La legge depositata in Parlamento nel settembre 2013 non è stata ancora mai discussa neanche in Commissione, sottolineano 40 parlamentari di diversi schieramenti in un appello ai presidenti di Camera e Senato. ''Decidere della propria vita - si legge nella lettera, che vede il senatore Luigi Manconi come primo firmatario ed è stata sottoscritta anche da tre sottosegretari, Ilaria Borletti Buitoni, Ivan Scalfarotto e Benedetto Della Vedova - comporta decidere anche di quella parte della vita che è l'approssimarsi della morte''. Secondo Carlo Troilo, dirigente dell'associazione, ogni anno circa 20mila pazienti terminali muoiono clandestinamente con l'aiuto dei medici. ''Esiste un silenzio 'appiccicoso' su tutta una serie di temi che riguardano le scelte individuali - ha affermato l'ex ministro degli Esteri Emma Bonino -. Il fatto che una legge di iniziativa popolare non venga discussa vuol dire che i parlamentari stessi stanno distruggendo un istituto democratico. Il silenzio è possibile perchè la democrazia è malata, le istituzioni non funzionano a partire dalla Rai''.

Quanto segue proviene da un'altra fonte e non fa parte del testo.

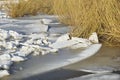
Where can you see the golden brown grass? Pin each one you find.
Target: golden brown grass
(88, 16)
(30, 7)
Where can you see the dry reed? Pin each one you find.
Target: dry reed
(88, 16)
(30, 7)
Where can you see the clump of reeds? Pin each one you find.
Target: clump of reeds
(88, 16)
(29, 7)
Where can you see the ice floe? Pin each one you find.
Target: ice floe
(94, 38)
(73, 42)
(4, 73)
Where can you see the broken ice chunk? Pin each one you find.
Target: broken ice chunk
(14, 35)
(4, 73)
(63, 38)
(4, 34)
(17, 58)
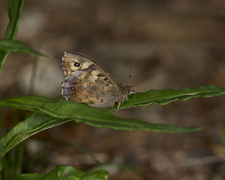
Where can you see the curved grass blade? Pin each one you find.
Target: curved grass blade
(17, 46)
(14, 8)
(35, 123)
(65, 173)
(82, 113)
(166, 96)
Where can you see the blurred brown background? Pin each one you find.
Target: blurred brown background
(175, 43)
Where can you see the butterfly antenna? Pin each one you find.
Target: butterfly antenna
(129, 76)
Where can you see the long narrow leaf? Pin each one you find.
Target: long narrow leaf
(14, 12)
(17, 46)
(63, 109)
(166, 96)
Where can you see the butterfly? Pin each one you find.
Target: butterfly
(86, 82)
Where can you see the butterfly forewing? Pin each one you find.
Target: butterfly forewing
(86, 82)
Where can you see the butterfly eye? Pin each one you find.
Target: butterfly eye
(76, 64)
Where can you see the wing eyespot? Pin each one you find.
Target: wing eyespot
(77, 64)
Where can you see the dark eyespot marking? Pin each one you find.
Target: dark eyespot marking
(100, 75)
(77, 64)
(91, 102)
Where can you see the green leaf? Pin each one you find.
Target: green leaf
(35, 123)
(14, 8)
(17, 46)
(82, 113)
(166, 96)
(66, 173)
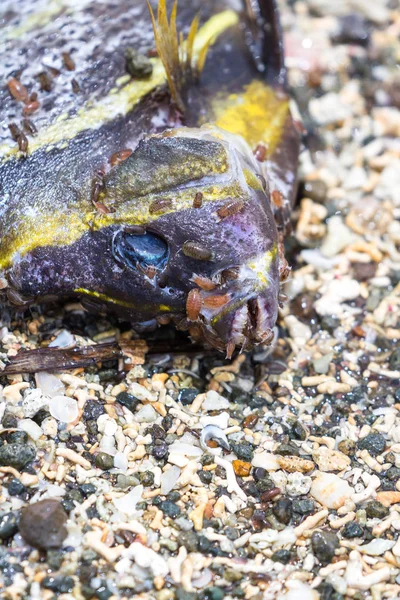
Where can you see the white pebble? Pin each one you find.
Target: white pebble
(121, 461)
(64, 409)
(33, 402)
(127, 503)
(330, 490)
(31, 428)
(169, 479)
(65, 339)
(214, 401)
(49, 384)
(146, 414)
(376, 547)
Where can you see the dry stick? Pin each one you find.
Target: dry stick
(57, 359)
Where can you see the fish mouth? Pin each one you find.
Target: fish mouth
(234, 320)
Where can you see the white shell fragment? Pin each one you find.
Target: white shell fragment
(212, 432)
(64, 409)
(330, 490)
(127, 503)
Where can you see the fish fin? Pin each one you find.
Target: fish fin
(177, 54)
(267, 45)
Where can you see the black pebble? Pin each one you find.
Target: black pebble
(16, 455)
(60, 585)
(373, 442)
(324, 544)
(187, 395)
(352, 530)
(8, 525)
(130, 402)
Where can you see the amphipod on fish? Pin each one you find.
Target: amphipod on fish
(156, 176)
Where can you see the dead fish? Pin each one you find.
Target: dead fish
(193, 152)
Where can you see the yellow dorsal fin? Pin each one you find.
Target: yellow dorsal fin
(182, 67)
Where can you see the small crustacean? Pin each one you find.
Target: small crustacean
(161, 190)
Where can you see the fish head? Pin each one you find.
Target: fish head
(197, 240)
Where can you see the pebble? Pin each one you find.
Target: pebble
(64, 409)
(298, 484)
(352, 530)
(293, 464)
(16, 455)
(347, 447)
(170, 508)
(187, 395)
(104, 461)
(283, 510)
(243, 451)
(324, 544)
(8, 525)
(376, 510)
(241, 468)
(394, 360)
(330, 490)
(303, 506)
(146, 414)
(42, 524)
(375, 443)
(128, 400)
(330, 460)
(59, 585)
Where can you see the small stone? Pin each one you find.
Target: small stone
(189, 539)
(303, 507)
(299, 432)
(42, 524)
(54, 559)
(295, 464)
(213, 593)
(352, 530)
(17, 437)
(348, 447)
(394, 360)
(232, 533)
(352, 29)
(298, 484)
(283, 509)
(146, 478)
(376, 510)
(130, 402)
(8, 525)
(104, 461)
(315, 190)
(16, 488)
(375, 443)
(330, 460)
(160, 449)
(187, 395)
(16, 455)
(243, 451)
(137, 65)
(205, 477)
(287, 450)
(282, 556)
(250, 421)
(330, 490)
(60, 585)
(92, 410)
(241, 468)
(324, 544)
(170, 508)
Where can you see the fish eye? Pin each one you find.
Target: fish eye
(143, 250)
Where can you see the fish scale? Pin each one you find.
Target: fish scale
(125, 191)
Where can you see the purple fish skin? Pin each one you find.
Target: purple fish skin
(190, 206)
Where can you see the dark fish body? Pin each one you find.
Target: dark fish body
(134, 171)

Il silenzio è stato registrato anche dalla presidente della Camera Laura Boldrini, che in un messaggio ha sottolineato come "le istituzioni e la politica sono in forte ritardo rispetto al sentire diffuso della nostra società", e diversi giuristi hanno messo in luce la necessità di una legge sul fine vita. ''È assurdo che il paese continui a non legiferare da decenni - ha affermato il vicepresidente vicario del Comitato Nazionale di Bioetica Lorenzo D'Avack - si cerchi di bilanciare le diverse esigenze ma non si può fare come sta facendo il Parlamento. Una legge sul fine vita è necessaria''.